Marcel
Marcel

Reputation: 15742

How to assert a default value of a property with FluentAssertions?

I have a class with some fields/properties etc., of various types:

public string SomeStringData;
public int? SomeNullableIntegerData;
public SomeDataClass SomeSpecificData;
public int SomeIntegerData;

In part of my code, only the SomeStringData should be filled, and I want to test explicitly that. I use FluentAssertions and have

actual.SomeStringData.Should().Be("Whatever");

But how to test, that none of the other elements are not touched and still have their default value? I could, of course:

actual.SomeNullableIntegerData.Should().NotHaveValue("Must have no value.");
actual.SomeDataClass.Should().BeNull("Must have no value.");
actual.SomeNullableIntegerData.Should().Be(0, "Must have no value.");

But, how to express more clearly that these items should have the default value?
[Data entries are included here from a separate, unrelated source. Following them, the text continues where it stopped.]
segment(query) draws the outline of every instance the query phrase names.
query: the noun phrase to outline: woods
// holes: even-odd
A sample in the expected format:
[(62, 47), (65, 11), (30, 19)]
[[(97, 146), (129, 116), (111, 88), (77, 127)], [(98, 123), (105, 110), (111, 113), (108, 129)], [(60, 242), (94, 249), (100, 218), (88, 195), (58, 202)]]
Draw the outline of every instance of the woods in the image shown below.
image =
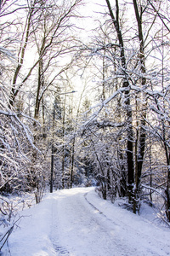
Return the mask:
[(0, 4), (1, 204), (97, 185), (170, 222), (168, 1), (101, 0), (90, 32), (83, 0)]

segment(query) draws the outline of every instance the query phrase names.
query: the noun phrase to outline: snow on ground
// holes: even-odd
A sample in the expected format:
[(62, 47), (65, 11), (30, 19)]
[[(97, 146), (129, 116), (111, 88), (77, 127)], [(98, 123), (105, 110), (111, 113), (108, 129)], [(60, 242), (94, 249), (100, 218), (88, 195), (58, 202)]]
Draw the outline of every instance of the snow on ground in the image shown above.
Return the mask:
[(99, 198), (94, 188), (48, 194), (20, 212), (10, 236), (12, 256), (170, 255), (170, 229), (156, 226)]

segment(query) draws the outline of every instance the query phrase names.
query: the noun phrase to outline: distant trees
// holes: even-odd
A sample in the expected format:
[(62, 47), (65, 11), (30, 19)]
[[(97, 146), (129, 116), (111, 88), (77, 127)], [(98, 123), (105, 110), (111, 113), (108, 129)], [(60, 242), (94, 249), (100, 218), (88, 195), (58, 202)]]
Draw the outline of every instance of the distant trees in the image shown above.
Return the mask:
[[(148, 189), (150, 195), (161, 189), (169, 220), (168, 21), (160, 2), (134, 0), (132, 6), (116, 0), (114, 7), (105, 3), (107, 18), (99, 21), (99, 34), (87, 46), (100, 73), (102, 102), (85, 122), (103, 197), (113, 186), (112, 195), (128, 195), (136, 212)], [(130, 20), (127, 12), (132, 14)], [(156, 148), (164, 167), (156, 160)]]
[[(105, 0), (87, 43), (82, 3), (0, 3), (1, 191), (39, 202), (49, 183), (95, 177), (104, 199), (128, 197), (133, 212), (161, 195), (170, 221), (168, 4)], [(92, 90), (72, 102), (87, 78)]]

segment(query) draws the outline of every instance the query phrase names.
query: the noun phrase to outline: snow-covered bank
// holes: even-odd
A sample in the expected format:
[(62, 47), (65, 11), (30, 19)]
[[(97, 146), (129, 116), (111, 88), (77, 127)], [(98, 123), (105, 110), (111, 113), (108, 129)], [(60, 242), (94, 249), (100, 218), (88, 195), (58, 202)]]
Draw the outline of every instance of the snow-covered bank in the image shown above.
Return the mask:
[(170, 255), (169, 229), (103, 201), (94, 188), (48, 194), (21, 214), (12, 256)]

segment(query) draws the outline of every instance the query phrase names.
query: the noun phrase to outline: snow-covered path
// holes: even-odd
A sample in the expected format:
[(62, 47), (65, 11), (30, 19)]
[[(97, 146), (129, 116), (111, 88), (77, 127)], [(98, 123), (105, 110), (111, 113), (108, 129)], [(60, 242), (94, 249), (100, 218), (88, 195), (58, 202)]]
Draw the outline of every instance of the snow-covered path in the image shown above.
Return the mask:
[(9, 240), (12, 256), (170, 255), (169, 229), (101, 200), (94, 188), (48, 194), (24, 212)]

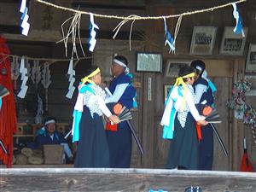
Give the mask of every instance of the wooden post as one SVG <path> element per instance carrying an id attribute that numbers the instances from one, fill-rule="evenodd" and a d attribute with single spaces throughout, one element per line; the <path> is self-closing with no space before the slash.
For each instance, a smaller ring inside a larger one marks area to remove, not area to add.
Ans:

Like for example with an imaginary BeDefault operator:

actual.SomeNullableIntegerData.Should().BeDefault("Must have no value.");
actual.SomeDataClass.Should().BeDefault("Must have no value.");
actual.SomeNullableIntegerData.Should().BeDefault("Must have no value.");

Are there such options?

Upvotes: 3

Views: 3924

Answers (2)

Sergey Berezovskiy
Sergey Berezovskiy

Reputation: 236318

I would create extension method

public static void ShouldHaveDefaultValue<T>(this T value)
{
    if (!EqualityComparer<T>.Default.Equals(value, default(T)))
        throw new AssertionException("Must have default value.");
}

Usage:

actual.SomeNullableIntegerData.ShouldHaveDefaultValue();
actual.SomeDataClass.ShouldHaveDefaultValue();
actual.SomeIntegerData.ShouldHaveDefaultValue();

Extending Should() with BeDefault() would be difficult, because there is different Should() extensions which return different assertions objects - BooleanAssertions, StringAssertions, GuidAssertions etc. And all this assertions classes don't have common base class you would be able to extent.

Upvotes: 4

Dennis Doomen
Dennis Doomen

Reputation: 8909

I would just capture the previous values upfront and assert that after executing whatever is supposed to make the change, those values still have their default values. That proposed BeDefault method can never make any assumptions about a 'default'.